How an index works (B-tree mental model) in SQL - Performance & Efficiency
We want to understand how fast searching is when using an index in a database.
Specifically, how the work grows as the data gets bigger.
Analyze the time complexity of this query using a B-tree index.
SELECT * FROM employees
WHERE employee_id = 12345;
-- Assume employee_id is indexed with a B-tree
This query looks up one employee by their ID using a B-tree index.
Look at what repeats when searching the B-tree.
- Primary operation: Comparing the search key to node keys in the B-tree.
- How many times: Once per tree level, moving down from root to leaf.
As the number of employees grows, the tree gets taller slowly.
| Input Size (n) | Approx. Operations |
|---|---|
| 10 | About 2 comparisons |
| 100 | About 3 comparisons |
| 1000 | About 4 comparisons |
Pattern observation: The number of steps grows very slowly, adding just one step for about every 10 times more data.
Time Complexity: O(log n)
This means the search time grows slowly as data grows, making lookups efficient even for large data.
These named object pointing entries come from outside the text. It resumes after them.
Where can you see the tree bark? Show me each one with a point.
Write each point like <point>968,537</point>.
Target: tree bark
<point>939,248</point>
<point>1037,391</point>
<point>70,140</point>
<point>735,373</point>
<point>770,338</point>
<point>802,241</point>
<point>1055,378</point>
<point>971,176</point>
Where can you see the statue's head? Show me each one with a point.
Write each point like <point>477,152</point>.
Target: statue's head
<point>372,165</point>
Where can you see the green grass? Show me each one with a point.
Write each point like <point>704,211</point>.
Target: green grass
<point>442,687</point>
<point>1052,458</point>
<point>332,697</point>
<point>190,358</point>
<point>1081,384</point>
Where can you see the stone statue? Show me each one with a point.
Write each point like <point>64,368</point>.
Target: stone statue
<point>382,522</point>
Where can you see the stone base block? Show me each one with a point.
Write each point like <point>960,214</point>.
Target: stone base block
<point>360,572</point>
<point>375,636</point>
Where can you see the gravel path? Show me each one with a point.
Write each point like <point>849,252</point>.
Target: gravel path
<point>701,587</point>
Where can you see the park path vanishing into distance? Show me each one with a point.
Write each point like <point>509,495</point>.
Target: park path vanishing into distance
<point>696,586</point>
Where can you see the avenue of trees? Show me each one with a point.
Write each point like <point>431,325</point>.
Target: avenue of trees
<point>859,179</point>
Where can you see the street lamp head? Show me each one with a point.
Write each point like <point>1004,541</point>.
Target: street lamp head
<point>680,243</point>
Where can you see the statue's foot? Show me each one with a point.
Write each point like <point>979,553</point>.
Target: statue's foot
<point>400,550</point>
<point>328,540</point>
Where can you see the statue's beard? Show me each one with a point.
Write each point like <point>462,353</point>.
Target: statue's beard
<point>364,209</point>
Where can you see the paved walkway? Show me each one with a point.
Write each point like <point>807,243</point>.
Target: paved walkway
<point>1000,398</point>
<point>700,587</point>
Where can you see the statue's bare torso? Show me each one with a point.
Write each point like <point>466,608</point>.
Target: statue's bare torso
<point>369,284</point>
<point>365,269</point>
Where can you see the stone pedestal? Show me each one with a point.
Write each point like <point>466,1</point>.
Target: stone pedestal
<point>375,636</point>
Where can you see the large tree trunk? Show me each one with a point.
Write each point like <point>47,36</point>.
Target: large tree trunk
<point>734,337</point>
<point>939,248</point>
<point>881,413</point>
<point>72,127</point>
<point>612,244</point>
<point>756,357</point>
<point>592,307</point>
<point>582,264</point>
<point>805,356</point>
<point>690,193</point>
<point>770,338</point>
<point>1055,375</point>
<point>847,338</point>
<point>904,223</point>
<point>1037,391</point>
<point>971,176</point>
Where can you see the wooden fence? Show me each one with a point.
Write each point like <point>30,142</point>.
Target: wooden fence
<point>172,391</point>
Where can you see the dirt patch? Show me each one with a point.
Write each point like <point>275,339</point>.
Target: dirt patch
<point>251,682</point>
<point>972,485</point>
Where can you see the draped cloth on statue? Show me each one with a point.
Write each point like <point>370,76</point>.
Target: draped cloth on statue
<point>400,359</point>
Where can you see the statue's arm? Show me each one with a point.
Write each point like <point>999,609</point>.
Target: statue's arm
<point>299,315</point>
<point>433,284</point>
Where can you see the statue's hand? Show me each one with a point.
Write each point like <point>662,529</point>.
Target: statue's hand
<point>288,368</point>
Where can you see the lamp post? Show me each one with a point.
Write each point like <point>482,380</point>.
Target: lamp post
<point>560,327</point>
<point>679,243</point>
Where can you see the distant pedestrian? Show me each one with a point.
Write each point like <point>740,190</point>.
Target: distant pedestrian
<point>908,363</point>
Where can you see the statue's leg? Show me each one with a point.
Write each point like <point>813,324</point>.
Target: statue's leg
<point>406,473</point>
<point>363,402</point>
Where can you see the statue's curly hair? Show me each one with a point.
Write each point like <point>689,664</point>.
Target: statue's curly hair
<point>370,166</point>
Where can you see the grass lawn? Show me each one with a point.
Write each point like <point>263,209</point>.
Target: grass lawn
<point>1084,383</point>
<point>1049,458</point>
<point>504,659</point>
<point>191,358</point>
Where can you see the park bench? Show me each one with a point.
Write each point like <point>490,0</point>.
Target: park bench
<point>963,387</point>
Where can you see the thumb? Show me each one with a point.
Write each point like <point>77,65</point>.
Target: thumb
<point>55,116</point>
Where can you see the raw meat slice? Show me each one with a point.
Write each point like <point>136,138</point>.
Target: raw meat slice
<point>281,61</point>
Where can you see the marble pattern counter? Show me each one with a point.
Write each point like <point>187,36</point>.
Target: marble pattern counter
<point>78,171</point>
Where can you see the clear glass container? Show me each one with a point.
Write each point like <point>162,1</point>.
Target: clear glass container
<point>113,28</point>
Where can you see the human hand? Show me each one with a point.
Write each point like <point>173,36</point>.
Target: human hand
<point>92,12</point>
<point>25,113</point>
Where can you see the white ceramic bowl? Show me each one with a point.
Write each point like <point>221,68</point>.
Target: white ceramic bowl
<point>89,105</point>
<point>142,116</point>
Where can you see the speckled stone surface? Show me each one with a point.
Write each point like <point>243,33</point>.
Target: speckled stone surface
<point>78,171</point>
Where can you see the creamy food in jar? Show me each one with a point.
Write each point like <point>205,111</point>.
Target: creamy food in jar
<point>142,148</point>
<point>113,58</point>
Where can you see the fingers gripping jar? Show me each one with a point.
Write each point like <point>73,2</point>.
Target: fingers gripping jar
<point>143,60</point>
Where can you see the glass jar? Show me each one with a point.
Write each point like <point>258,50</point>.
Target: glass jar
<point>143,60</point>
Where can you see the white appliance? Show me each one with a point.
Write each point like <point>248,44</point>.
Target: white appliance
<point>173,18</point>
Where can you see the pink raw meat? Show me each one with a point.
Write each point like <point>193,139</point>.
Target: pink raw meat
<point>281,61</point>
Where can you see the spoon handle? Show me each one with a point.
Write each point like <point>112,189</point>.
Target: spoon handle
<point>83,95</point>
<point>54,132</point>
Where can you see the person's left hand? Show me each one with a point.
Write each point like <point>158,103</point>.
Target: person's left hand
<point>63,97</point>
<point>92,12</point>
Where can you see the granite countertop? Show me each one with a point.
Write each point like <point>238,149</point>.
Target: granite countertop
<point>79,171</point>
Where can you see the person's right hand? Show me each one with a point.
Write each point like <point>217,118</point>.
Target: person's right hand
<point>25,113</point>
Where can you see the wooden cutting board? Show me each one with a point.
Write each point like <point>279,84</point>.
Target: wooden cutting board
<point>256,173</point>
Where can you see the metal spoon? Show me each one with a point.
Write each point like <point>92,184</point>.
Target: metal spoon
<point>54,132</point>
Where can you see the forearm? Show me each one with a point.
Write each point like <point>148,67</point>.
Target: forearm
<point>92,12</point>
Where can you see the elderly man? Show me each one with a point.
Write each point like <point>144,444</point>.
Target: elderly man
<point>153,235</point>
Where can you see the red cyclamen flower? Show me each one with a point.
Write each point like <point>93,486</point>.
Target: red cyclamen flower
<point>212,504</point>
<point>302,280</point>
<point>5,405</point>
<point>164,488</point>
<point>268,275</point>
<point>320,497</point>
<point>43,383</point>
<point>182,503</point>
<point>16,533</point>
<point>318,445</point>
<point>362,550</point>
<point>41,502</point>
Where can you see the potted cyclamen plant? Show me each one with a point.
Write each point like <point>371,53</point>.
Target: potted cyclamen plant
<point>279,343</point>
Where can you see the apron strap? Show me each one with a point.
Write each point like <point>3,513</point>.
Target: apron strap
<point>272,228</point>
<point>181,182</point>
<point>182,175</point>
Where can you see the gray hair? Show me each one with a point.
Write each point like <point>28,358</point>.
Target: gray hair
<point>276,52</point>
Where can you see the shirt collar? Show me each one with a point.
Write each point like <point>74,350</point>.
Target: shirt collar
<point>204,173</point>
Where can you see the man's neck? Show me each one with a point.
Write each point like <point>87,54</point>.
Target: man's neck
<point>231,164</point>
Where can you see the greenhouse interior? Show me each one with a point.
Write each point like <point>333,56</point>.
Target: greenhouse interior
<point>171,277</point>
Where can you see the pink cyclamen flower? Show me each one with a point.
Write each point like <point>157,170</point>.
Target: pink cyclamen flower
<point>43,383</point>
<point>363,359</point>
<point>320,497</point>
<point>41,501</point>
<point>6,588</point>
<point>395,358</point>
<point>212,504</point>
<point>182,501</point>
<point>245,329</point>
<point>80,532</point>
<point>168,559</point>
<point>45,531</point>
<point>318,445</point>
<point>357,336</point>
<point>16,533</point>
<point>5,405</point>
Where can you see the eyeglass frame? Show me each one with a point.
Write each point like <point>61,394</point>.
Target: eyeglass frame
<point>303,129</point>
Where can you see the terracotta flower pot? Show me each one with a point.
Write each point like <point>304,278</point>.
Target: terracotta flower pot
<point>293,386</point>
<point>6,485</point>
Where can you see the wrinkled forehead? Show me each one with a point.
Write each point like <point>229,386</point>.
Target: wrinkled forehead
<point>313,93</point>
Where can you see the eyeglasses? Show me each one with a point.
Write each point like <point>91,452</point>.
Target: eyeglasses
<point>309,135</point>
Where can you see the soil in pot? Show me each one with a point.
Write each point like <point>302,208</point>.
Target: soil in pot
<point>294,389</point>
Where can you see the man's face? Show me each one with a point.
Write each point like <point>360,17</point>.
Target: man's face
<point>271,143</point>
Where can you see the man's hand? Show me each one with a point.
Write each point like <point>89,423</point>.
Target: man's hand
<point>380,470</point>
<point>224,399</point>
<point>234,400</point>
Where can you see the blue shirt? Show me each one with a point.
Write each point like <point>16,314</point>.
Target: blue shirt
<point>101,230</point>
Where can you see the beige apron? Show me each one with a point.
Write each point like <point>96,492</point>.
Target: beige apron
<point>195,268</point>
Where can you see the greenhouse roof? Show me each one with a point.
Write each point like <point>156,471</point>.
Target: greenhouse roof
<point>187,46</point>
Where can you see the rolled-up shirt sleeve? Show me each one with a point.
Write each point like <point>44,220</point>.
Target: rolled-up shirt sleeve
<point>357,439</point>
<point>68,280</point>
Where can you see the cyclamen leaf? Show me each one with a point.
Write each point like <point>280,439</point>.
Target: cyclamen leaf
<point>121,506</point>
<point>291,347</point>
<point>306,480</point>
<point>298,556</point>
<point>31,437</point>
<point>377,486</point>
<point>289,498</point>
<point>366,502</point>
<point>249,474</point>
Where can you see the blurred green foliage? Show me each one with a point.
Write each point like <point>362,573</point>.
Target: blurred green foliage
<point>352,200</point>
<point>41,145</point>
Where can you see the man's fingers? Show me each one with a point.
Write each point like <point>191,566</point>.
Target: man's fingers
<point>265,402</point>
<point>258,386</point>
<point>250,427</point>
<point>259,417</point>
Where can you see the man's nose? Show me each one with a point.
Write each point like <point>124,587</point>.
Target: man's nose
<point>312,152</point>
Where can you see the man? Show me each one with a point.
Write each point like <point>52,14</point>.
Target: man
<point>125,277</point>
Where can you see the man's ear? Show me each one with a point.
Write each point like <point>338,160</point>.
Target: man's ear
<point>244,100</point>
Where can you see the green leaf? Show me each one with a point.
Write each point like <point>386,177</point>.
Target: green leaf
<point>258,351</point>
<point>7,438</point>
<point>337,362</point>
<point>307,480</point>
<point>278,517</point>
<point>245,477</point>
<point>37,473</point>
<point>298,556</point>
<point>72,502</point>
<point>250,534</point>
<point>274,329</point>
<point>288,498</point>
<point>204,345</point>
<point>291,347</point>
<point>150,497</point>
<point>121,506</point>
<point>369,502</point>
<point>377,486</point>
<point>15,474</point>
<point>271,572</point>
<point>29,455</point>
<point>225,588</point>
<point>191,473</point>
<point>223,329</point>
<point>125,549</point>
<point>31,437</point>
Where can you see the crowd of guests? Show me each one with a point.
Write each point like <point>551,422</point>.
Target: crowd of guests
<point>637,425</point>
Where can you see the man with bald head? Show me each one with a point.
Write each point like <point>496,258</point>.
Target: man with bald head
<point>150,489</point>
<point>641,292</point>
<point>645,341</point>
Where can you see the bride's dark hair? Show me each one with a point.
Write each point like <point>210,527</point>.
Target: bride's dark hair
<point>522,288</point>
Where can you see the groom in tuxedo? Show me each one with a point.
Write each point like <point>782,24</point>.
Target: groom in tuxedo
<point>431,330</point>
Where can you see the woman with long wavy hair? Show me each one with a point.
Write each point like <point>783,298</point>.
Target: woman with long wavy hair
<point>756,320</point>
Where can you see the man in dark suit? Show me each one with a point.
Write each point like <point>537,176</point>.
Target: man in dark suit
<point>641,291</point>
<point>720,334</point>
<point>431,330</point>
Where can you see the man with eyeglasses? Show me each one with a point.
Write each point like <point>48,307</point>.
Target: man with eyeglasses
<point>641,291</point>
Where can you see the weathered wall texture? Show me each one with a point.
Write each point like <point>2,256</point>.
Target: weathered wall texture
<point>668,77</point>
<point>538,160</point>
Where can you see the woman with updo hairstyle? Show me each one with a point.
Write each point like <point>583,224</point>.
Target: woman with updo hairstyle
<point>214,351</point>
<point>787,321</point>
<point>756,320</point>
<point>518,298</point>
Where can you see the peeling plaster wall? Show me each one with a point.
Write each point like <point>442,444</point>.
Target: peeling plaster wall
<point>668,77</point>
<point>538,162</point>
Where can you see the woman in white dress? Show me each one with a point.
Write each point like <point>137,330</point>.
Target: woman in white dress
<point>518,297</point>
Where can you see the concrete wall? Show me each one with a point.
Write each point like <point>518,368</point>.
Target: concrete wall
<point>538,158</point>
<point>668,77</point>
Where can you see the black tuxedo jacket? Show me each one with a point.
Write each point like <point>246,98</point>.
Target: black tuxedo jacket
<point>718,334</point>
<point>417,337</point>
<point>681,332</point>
[X] Wrong: "Searching an index is as slow as scanning all rows one by one."
[OK] Correct: The B-tree index lets the database skip most rows by jumping through tree levels, so it does not check every row.
Knowing how indexes speed up searches helps you explain database efficiency clearly and confidently.
"What if the index was a simple list instead of a B-tree? How would the time complexity change?"